Brooks was among the best-known and accomplished preachers of his day, and he was one of the lead organizers of the Church Congress movement, which in the late 19th and early 20th century, organized a series of meetings for church leaders from many denominations—black and white, male and, after 1911, female—to consider the church’s approach to the issues of the day. Deputy Prichard reports that Brooks and other Congress leaders believed that these meetings could “instill in their church a broad tolerance for diversity of thought.”

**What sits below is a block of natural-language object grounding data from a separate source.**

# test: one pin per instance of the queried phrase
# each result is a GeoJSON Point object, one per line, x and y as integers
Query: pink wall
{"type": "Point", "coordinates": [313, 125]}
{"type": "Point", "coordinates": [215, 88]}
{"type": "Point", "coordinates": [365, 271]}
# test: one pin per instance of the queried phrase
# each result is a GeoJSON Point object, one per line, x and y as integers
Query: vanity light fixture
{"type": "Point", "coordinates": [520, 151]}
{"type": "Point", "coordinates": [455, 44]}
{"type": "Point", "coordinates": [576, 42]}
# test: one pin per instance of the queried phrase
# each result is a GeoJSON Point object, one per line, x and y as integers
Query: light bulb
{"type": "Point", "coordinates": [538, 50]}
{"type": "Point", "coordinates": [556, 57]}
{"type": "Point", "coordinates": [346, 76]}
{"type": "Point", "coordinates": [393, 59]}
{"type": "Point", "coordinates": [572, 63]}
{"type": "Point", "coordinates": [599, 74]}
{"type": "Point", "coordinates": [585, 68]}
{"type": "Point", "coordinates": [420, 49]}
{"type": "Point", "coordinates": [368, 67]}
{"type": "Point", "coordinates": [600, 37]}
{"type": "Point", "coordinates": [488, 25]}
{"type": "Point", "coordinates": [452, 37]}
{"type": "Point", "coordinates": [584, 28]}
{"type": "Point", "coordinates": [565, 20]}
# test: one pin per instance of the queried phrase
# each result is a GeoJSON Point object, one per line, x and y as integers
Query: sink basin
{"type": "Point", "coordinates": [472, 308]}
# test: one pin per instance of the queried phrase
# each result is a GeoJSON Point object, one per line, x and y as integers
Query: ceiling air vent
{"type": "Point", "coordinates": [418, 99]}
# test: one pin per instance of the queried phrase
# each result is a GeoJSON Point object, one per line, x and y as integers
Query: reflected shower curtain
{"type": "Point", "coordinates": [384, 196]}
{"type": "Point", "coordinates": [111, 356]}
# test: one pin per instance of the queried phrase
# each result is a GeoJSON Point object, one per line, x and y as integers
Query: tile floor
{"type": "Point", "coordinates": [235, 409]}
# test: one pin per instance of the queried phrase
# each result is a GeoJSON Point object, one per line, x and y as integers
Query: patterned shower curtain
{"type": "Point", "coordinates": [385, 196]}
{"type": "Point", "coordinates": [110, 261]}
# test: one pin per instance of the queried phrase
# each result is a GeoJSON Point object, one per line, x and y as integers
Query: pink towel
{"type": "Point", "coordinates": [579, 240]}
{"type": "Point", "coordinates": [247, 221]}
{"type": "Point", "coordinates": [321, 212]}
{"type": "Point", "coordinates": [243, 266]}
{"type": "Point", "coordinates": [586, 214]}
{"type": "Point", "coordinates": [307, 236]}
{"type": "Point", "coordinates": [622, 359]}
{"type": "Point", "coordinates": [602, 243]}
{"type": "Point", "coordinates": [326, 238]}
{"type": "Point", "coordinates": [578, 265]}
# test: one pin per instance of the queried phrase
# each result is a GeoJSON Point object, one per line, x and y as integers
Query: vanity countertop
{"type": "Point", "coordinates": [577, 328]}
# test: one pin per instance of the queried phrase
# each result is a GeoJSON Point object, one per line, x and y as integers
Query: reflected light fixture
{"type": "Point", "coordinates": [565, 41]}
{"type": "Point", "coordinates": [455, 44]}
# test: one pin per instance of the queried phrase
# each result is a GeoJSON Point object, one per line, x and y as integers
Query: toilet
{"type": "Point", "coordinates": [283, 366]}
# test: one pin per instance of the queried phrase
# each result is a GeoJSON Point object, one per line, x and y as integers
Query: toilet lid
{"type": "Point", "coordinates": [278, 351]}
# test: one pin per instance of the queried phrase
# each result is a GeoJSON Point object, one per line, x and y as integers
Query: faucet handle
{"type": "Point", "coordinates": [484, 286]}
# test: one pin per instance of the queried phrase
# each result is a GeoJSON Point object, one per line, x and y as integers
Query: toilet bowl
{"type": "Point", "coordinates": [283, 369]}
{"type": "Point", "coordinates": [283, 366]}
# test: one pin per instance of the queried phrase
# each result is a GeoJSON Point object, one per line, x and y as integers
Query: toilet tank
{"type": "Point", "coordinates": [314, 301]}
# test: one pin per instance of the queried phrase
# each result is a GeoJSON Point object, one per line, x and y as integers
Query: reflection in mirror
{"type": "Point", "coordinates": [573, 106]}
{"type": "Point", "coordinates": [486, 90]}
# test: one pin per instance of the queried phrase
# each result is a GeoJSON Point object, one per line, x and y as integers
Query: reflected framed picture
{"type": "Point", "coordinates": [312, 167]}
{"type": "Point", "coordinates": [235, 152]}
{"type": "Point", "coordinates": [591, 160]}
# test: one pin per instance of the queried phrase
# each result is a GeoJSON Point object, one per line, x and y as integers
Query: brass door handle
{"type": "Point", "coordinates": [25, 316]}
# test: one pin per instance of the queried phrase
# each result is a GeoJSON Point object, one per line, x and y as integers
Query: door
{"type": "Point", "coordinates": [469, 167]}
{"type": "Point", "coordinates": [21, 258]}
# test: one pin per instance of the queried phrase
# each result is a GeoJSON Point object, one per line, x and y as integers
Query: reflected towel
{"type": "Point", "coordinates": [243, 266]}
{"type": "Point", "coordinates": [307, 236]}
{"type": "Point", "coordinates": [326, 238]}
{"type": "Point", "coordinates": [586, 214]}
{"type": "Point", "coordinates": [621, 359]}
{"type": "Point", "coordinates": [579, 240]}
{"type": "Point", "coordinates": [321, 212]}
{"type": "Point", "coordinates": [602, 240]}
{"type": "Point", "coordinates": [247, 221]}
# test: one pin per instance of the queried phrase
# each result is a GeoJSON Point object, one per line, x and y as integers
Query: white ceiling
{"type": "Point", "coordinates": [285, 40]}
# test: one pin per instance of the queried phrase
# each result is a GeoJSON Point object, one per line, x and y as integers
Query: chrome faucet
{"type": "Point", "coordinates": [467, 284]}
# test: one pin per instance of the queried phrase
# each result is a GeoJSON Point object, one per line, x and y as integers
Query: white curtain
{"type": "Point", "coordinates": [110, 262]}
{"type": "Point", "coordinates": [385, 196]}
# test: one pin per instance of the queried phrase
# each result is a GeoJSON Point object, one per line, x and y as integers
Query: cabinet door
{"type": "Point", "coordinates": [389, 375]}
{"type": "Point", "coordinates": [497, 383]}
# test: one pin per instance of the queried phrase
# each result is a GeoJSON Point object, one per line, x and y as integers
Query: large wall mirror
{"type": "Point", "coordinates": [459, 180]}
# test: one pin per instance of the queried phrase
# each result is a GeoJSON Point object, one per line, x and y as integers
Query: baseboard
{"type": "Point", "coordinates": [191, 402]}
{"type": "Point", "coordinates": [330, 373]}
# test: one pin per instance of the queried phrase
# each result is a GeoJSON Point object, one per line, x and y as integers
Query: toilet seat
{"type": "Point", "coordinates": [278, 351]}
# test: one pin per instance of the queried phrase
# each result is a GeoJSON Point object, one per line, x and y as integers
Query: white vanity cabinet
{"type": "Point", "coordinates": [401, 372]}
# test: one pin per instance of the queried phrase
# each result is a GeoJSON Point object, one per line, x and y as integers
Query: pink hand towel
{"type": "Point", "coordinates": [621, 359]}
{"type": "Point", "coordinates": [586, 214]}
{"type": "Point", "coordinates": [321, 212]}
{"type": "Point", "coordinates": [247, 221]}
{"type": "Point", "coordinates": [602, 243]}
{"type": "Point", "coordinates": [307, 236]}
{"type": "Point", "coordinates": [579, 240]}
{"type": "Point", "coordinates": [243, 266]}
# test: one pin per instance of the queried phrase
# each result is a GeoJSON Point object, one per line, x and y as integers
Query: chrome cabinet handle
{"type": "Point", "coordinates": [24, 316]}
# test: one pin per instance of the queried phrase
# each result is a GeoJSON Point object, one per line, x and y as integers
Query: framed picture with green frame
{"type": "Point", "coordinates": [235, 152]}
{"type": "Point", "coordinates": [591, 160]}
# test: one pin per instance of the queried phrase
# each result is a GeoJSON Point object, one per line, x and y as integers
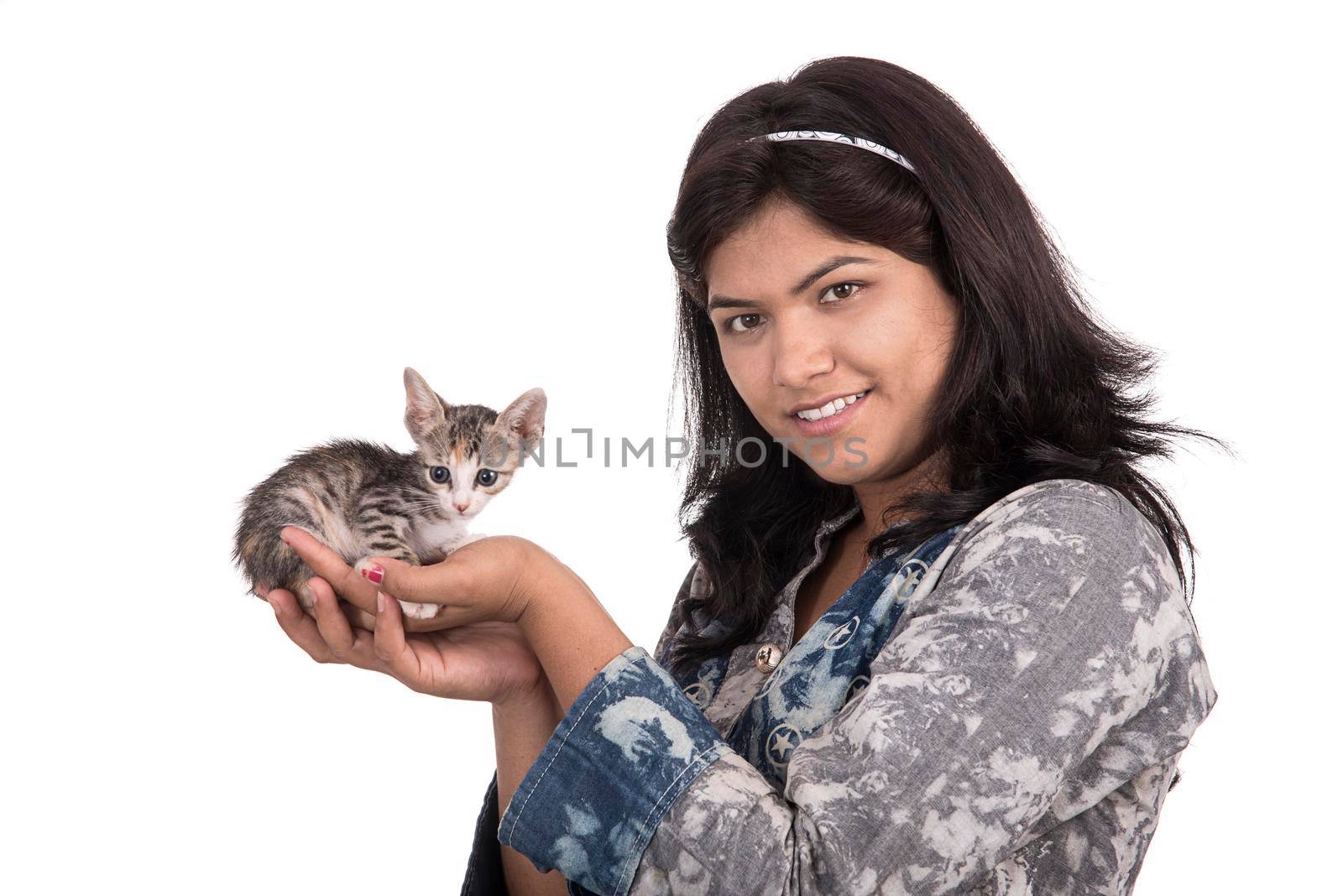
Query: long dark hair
{"type": "Point", "coordinates": [1036, 388]}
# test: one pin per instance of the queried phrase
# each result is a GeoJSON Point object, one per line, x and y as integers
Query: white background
{"type": "Point", "coordinates": [226, 227]}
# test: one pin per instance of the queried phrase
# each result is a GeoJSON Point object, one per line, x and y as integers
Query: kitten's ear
{"type": "Point", "coordinates": [525, 418]}
{"type": "Point", "coordinates": [423, 407]}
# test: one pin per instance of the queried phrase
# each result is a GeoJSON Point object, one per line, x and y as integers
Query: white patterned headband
{"type": "Point", "coordinates": [839, 138]}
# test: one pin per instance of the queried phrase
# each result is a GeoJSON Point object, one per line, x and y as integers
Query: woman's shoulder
{"type": "Point", "coordinates": [1060, 541]}
{"type": "Point", "coordinates": [1063, 518]}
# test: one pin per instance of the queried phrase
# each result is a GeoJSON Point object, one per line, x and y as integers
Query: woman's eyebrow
{"type": "Point", "coordinates": [825, 267]}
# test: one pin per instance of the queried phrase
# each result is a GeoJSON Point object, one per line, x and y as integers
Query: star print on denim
{"type": "Point", "coordinates": [631, 723]}
{"type": "Point", "coordinates": [818, 676]}
{"type": "Point", "coordinates": [1016, 734]}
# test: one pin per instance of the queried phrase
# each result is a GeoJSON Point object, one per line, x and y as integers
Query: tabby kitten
{"type": "Point", "coordinates": [362, 499]}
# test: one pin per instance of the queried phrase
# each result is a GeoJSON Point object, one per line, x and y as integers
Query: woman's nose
{"type": "Point", "coordinates": [799, 356]}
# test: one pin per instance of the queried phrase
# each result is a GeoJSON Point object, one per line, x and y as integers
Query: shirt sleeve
{"type": "Point", "coordinates": [1053, 662]}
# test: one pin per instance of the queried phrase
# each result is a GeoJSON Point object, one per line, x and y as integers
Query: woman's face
{"type": "Point", "coordinates": [802, 320]}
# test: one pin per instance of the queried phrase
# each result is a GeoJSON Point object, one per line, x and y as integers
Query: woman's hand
{"type": "Point", "coordinates": [481, 581]}
{"type": "Point", "coordinates": [478, 662]}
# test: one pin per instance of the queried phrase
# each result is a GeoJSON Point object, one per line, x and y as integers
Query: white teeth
{"type": "Point", "coordinates": [828, 409]}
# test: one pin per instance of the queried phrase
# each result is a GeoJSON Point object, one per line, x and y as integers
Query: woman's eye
{"type": "Point", "coordinates": [850, 287]}
{"type": "Point", "coordinates": [732, 324]}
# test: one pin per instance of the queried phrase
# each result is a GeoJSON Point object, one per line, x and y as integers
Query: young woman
{"type": "Point", "coordinates": [937, 635]}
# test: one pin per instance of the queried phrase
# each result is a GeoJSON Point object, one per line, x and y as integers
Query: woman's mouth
{"type": "Point", "coordinates": [829, 418]}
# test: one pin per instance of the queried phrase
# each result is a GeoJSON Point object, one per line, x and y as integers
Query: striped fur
{"type": "Point", "coordinates": [363, 499]}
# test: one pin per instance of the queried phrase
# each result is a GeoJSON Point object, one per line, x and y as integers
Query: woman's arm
{"type": "Point", "coordinates": [521, 730]}
{"type": "Point", "coordinates": [1053, 663]}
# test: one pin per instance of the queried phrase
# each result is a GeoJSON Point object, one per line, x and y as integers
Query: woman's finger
{"type": "Point", "coordinates": [447, 581]}
{"type": "Point", "coordinates": [389, 644]}
{"type": "Point", "coordinates": [300, 627]}
{"type": "Point", "coordinates": [347, 644]}
{"type": "Point", "coordinates": [332, 566]}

In Brooks’ age and in our age and all the other ages, we Episcopalians have trouble remembering that we are branches. The way we answer God’s call will look different. We will practice our discipleship in many ways, and some of those ways will undoubtedly make some of us uncomfortable or angry. We’ll probably be tempted to argue over where to put the altar and what vestments to wear to church, and we’ll call each other heretics and police each other’s liturgies and sermons and websites and social media accounts. We will long for conformity and uniformity, and we will try to plant kudzu, the miracle vine that will save the church by wiping out everything else. But through all of this, we will remain firmly connected to the one vine and we will “branch out.” And we will bear fruit.

We’re stuck to one another, friends. And we’re stuck with one another. We live in the same hope and we are called to keep God’s commandments and abide in God’s love. We are bound to love one another as Jesus has loved us.

To God, who is able to accomplish abundantly far more than all we can ask or imagine, be glory in the church. Amen.